ウィルコムはWILLCOM COREを2009年春から東京の一部地域で開始し、2009年秋に全国展開する計画。既存の基地局をWILLCOM CORE対応にする工事の際に、定点カメラなどを設置し、全国にカメラネットワークを構築する考えだ。
「従来の半額程度の費用でカメラネットワークが構築できる。これまで採算面で難しかったようなサービスも可能になる」(ウィルコム代表取締役社長の喜久川政樹氏)
ウィルコムでは、WILLCOM COREの通信料収入に加えて、撮影した映像や取得したセンサーデータを活用した新たなビジネス展開からの収益を見込んでいる。
BWA ユビキタスネットワーク研究会では、カメラネットワークを運用する上で必要となるデータ共有のための標準形式や、カメラなどを設置運用する際のルール、プライバシーの問題への対応について話し合う。会長には京都大学学術情報メディアセンター長の美濃導彦氏が就任し、ウィルコムのほか京セラやシャープ、NTTコミュニケーションズ、日本無線らが理事として参加する。現在のところ、2つの自治体を含む25の企業や団体が参加しているとのことだ。

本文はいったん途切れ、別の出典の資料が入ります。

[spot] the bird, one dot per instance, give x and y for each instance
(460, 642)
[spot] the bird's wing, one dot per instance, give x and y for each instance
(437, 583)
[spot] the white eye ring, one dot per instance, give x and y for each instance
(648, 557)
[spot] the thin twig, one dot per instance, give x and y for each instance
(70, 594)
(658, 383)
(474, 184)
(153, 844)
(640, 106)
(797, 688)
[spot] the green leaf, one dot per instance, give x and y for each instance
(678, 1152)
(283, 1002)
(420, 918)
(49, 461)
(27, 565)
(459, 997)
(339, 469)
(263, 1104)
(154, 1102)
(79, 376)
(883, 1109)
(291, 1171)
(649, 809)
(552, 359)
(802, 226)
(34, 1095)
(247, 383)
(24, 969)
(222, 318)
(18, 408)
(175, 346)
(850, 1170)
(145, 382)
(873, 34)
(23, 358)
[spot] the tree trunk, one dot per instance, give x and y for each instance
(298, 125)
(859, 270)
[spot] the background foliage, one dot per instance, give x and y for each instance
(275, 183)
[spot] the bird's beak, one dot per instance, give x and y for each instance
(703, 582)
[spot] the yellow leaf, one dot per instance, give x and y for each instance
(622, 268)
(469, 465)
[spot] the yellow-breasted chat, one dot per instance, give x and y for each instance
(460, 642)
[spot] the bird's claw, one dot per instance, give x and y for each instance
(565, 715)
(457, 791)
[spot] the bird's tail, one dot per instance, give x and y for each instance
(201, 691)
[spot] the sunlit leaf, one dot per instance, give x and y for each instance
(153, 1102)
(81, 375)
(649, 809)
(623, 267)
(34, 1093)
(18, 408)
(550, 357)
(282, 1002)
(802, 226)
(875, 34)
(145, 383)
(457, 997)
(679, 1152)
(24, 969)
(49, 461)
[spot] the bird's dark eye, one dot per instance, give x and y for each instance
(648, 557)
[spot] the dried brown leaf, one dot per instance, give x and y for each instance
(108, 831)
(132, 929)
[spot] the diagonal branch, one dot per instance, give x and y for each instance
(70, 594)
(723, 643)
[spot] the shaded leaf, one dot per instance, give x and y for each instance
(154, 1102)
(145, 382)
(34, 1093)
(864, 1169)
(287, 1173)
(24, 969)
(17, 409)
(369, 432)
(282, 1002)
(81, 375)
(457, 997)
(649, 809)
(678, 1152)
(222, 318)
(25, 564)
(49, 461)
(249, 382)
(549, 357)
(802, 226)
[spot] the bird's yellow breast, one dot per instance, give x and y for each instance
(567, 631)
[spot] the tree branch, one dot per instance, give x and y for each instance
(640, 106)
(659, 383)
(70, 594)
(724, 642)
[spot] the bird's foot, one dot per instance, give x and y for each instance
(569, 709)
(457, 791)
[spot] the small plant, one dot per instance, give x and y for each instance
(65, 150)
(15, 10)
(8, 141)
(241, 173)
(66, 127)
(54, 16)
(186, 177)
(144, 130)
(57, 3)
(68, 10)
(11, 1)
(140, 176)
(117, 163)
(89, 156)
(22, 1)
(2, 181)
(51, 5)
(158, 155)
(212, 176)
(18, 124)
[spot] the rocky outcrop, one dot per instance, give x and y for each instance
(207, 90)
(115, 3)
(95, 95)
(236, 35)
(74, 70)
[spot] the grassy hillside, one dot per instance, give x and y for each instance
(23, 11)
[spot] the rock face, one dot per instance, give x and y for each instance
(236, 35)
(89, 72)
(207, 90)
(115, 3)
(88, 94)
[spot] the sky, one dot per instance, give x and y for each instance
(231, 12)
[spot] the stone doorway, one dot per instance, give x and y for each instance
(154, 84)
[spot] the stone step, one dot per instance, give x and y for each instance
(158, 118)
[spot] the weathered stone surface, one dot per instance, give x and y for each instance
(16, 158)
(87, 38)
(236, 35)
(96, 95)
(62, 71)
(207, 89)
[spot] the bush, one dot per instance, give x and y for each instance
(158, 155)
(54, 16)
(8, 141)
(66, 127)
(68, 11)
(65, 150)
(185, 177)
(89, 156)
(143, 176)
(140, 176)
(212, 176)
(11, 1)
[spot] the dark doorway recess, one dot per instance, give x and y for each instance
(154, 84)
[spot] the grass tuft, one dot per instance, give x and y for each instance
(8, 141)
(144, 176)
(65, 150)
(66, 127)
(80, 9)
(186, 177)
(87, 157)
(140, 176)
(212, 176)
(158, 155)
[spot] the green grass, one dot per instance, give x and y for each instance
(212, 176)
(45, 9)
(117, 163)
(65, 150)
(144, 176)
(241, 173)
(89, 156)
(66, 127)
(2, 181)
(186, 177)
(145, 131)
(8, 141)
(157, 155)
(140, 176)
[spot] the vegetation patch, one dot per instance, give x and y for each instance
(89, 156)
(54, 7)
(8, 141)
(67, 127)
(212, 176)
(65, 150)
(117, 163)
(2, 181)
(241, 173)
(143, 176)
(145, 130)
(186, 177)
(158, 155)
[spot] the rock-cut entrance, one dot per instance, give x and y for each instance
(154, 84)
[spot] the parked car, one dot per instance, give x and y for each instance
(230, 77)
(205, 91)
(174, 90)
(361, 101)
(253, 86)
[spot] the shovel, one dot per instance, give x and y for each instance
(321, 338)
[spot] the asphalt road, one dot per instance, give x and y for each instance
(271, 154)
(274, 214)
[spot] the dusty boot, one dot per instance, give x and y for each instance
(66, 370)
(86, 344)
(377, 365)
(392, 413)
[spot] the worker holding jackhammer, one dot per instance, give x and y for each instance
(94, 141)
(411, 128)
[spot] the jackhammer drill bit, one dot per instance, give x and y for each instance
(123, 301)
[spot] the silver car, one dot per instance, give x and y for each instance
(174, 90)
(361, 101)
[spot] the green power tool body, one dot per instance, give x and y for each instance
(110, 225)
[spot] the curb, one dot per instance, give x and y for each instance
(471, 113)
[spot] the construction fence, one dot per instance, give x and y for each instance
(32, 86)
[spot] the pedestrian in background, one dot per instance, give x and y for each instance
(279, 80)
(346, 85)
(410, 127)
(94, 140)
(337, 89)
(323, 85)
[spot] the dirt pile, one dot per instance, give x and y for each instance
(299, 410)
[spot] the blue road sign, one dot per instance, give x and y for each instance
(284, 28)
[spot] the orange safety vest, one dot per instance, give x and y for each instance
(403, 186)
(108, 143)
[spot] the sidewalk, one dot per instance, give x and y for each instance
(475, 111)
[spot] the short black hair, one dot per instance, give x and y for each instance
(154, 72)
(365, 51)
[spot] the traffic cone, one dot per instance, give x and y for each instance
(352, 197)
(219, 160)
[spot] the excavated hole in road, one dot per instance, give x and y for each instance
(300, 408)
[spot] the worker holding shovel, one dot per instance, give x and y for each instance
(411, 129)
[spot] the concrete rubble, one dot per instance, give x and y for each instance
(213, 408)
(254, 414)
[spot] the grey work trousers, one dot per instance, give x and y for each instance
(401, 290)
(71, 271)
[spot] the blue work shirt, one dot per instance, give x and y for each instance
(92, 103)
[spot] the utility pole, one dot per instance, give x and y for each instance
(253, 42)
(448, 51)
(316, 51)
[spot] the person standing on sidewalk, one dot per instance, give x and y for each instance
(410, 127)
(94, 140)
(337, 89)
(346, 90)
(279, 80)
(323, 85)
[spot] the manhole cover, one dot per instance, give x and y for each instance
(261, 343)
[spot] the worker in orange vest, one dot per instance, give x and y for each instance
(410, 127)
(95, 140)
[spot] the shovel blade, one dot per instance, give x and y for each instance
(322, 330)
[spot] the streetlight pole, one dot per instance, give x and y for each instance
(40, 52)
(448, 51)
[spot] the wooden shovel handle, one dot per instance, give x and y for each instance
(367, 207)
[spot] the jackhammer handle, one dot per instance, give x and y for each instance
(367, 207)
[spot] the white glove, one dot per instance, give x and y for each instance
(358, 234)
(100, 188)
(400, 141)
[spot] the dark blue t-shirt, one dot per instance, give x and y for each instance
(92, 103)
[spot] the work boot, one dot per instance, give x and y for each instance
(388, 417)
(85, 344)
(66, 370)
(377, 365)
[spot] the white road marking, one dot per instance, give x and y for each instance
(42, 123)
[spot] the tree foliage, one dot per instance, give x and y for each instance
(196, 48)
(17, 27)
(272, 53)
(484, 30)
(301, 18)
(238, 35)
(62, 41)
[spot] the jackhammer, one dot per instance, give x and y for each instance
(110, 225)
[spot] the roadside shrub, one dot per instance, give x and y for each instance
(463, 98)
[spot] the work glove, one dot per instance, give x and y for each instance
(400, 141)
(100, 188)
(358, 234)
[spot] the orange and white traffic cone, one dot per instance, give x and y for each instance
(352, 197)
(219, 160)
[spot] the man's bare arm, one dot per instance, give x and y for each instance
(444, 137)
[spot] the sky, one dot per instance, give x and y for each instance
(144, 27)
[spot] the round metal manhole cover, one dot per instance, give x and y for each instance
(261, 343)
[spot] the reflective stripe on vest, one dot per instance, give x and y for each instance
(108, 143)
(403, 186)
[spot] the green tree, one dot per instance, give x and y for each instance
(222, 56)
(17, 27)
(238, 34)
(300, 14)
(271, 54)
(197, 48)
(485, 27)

「インターネットのように、カメラ映像やセンサーデータを社会全体が利用できるように発展させたい」と美濃氏は意気込む。
ただし、実際の運用には課題も多い。BWA ユビキタスネットワーク研究会に参加する牧野総合法律事務所代表の牧野二郎氏は「どのようなビジネスやサービスが生まれ、利用者がどう使えるかという具体的イメージを持つべき。利用のためのガイドラインが必要で、情報発信側が主体的に関われるようにする必要がある」と指摘。とくにプライバシーの問題や、膨大な情報をどう活用していくかという点について、研究会で深い議論が必要との見方を示した。
ほかの通信会社との連携については、「カメラネットワークの実現や発展に必要であれば、研究会への参加要請にも応じる」(ウィルコム喜久川氏)と慎重な考え。将来的には研究会をコンソーシアムに格上げし、カメラネットワークを運用する際のルールや関連機器の標準規格の策定などしていきたいとのことだ。